After initiating chemotherapy, the time taken to sterilize the ventricular CSF is usually 2 weeks, while it takes 4 weeks to sterilize the lymph nodes1. The persistence of bacilli for such a prolonged duration makes the present case exceptional1.

We propose that a minimum of 2 weeks should lapse before inserting the shunt, so as to avoid such a complication. The gold standard of management remains full dose chemotherapy for prolonged duration of 12-18 months1.

Conclusion

Tubercular bacilli may persist, in spite of full dose of chemotherapy. A latent period of 2 weeks may be provided, before inserting shunt, so as to minimize the chance of bacilli dissemination.
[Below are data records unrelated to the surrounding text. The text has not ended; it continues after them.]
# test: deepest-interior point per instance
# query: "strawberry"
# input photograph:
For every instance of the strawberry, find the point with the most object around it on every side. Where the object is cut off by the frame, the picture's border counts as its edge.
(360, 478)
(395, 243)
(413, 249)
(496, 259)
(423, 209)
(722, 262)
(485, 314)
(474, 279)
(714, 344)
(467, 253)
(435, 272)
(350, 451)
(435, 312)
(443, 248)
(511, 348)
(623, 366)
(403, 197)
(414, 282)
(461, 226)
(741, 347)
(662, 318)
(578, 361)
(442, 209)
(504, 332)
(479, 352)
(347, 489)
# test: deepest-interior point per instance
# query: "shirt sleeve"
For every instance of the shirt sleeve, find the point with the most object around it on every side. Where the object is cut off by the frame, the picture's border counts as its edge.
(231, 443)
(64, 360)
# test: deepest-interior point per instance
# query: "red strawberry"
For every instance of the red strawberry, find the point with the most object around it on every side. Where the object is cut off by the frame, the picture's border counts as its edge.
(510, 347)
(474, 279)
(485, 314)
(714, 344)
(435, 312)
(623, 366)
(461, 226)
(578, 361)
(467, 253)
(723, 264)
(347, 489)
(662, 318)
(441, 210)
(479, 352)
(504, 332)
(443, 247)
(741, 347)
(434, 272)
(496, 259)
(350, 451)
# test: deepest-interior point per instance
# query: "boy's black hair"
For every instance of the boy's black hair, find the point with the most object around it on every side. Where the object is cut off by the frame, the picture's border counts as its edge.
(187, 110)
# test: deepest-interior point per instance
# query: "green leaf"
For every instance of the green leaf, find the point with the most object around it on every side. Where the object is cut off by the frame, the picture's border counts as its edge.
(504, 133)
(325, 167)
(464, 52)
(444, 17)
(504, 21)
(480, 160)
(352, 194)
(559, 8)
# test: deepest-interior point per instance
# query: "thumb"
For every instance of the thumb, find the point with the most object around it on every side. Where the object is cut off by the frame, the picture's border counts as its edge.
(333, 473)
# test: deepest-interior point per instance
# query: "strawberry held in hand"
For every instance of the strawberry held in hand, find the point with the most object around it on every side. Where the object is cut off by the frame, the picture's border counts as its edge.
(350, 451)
Competing interests - None, Source of Funding - None
Received Date : 7 April 2009; Revised Date : 29 April 2009
Accepted Date : 9 May 2009

References

1. Van den Bos F, Terken M, Ypma L, et al. Tuberculous meningitis and miliary tuberculosis in young children. Trop Med Int Health 2004; 9:309-313.

2. Thwaites GE, Hien T T. Tuberculous meningitis ; many questions, too few answers. Lancet Neurology 2005; 4 : 160-170.

3. Shibolet S, Dan M, Jedwab M, et al. Recurrent miliary tuberculosis secondary to infected ventriculoatrial shunt. Chest 1979; 76 :328-330.